Des interventions multidomaines pour un impact maximal
Le quatrième axe de ces recommandations met l’accent sur les interventions combinant plusieurs facteurs de risque. L’activité physique, une alimentation saine, la gestion de la dépression ou encore le sevrage tabagique forment un ensemble cohérent pour ralentir le déclin cognitif. « Les personnes atteintes de troubles cognitifs légers sont celles qui bénéficieraient le plus de ces mesures », précise l’OMS. Bien que les bénéfices soient modérés, ils permettent de préserver l’autonomie plus longtemps. L’institution insiste sur l’importance d’agir tôt, dès l’apparition des premiers signes, pour maximiser l’efficacité des interventions.

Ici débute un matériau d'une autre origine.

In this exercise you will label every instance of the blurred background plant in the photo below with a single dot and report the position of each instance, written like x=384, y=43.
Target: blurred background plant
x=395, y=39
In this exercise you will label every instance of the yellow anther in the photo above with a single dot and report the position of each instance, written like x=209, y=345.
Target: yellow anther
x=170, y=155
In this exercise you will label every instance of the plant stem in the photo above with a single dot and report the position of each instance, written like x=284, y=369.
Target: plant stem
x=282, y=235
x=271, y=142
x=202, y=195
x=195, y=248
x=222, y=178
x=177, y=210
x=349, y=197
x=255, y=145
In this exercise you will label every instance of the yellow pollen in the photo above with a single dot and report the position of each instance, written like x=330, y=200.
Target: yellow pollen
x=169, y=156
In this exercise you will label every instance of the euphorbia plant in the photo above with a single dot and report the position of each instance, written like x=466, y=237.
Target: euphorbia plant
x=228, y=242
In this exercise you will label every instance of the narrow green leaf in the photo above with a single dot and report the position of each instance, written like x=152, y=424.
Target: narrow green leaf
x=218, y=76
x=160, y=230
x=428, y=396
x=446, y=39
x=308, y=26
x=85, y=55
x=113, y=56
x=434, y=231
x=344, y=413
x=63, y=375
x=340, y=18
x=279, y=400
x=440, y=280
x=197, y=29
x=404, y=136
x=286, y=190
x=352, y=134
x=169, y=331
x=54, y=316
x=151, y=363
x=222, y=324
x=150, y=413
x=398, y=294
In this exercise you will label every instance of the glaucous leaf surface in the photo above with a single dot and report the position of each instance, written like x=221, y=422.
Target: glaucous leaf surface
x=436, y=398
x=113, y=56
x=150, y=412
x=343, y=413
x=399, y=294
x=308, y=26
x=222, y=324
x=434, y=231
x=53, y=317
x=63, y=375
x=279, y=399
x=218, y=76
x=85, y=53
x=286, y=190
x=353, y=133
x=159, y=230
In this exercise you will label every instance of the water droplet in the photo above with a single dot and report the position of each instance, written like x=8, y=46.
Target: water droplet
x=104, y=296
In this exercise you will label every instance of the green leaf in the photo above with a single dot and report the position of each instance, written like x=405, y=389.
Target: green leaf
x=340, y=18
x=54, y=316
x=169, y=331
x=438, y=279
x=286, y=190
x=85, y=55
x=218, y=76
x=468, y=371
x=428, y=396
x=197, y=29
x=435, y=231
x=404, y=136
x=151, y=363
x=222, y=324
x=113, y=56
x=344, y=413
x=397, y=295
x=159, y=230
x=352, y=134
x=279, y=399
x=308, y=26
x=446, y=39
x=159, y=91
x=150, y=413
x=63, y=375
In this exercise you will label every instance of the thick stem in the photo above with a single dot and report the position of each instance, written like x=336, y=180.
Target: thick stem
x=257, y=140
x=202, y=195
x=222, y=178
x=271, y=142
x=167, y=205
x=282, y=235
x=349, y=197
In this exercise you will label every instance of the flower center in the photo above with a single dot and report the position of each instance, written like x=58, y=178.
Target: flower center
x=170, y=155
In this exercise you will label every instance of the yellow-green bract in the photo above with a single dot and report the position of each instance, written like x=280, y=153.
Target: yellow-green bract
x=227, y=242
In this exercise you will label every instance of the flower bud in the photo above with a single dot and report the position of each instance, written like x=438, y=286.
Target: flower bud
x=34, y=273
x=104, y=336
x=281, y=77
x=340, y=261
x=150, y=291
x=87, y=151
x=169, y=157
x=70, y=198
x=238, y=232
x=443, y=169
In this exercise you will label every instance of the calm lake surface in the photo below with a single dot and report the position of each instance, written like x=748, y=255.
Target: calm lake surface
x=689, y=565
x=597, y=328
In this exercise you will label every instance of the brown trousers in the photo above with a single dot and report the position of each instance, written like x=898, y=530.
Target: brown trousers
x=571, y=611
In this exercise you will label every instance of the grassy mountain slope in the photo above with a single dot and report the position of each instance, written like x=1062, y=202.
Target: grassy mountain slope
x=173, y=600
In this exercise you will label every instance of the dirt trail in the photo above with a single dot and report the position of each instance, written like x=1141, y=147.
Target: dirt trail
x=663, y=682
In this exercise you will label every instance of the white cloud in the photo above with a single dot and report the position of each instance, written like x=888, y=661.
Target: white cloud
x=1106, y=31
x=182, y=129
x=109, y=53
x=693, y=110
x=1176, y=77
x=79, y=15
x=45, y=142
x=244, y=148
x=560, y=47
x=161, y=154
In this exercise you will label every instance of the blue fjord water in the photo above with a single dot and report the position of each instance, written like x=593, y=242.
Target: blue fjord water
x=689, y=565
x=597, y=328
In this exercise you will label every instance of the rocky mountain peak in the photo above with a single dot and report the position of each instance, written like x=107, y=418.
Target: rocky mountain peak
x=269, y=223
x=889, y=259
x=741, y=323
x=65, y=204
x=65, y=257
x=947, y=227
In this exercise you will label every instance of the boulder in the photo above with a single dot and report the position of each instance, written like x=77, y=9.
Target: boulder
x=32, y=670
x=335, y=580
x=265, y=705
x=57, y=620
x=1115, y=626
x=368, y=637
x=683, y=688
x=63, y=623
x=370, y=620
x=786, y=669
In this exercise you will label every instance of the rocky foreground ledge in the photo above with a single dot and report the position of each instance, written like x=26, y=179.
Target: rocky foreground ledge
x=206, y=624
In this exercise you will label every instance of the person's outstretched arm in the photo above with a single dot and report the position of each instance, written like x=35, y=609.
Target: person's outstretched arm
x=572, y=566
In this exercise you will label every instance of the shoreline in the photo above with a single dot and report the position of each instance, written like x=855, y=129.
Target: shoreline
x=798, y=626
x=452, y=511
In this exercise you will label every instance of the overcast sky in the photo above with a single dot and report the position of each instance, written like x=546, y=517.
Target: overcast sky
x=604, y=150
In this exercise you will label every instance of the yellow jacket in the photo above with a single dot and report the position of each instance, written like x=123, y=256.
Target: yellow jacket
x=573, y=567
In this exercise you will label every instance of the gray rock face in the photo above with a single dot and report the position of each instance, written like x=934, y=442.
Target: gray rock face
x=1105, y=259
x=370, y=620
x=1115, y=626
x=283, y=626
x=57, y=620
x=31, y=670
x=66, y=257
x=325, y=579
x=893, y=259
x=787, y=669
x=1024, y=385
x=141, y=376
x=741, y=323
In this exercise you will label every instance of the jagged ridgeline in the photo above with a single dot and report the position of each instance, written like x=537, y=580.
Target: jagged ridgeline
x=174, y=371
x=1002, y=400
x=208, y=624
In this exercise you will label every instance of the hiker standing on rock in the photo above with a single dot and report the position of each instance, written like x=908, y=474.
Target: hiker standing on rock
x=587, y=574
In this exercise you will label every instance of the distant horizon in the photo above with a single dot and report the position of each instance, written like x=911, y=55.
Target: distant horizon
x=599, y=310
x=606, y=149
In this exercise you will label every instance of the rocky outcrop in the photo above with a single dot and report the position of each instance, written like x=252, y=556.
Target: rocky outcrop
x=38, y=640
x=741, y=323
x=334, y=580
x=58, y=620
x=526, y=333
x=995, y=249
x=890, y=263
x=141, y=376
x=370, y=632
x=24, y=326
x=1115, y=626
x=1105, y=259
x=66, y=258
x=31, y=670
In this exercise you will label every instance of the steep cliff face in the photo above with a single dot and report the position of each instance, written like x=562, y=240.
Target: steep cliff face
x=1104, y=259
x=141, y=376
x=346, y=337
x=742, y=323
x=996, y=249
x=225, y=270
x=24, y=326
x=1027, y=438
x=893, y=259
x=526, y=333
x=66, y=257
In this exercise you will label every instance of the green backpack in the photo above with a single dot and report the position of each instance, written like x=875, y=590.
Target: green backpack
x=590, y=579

En attendant, les experts appellent à une prise de conscience collective. « La prévention de la démence ne repose pas uniquement sur l’individu, mais sur un écosystème favorable », rappelle Dévora Kestel. Cette actualisation des recommandations de l’OMS marque ainsi un tournant dans la lutte contre les maladies neurodégénératives, en plaçant la santé cérébrale au cœur des politiques publiques.
L’OMS privilégie le régime méditerranéen et le régime DASH, riches en vitamines, minéraux, antioxydants et bonnes graisses, tout en limitant les sucres ajoutés et les graisses saturées. Ces régimes ont démontré leur efficacité pour réduire l’inflammation et le stress oxydatif, deux facteurs clés dans la prévention du déclin cognitif.
Les particules fines (PM2,5) et les oxydes d’azote présents dans l’air pollué peuvent traverser la barrière hématoencéphalique et provoquer une neuro-inflammation ainsi qu’un stress oxydatif. Ces mécanismes accélèrent la neurodégénérescence et augmentent le risque de démence. Selon l’OMS, éliminer cette exposition permettrait d’éviter 3 % des cas de démence.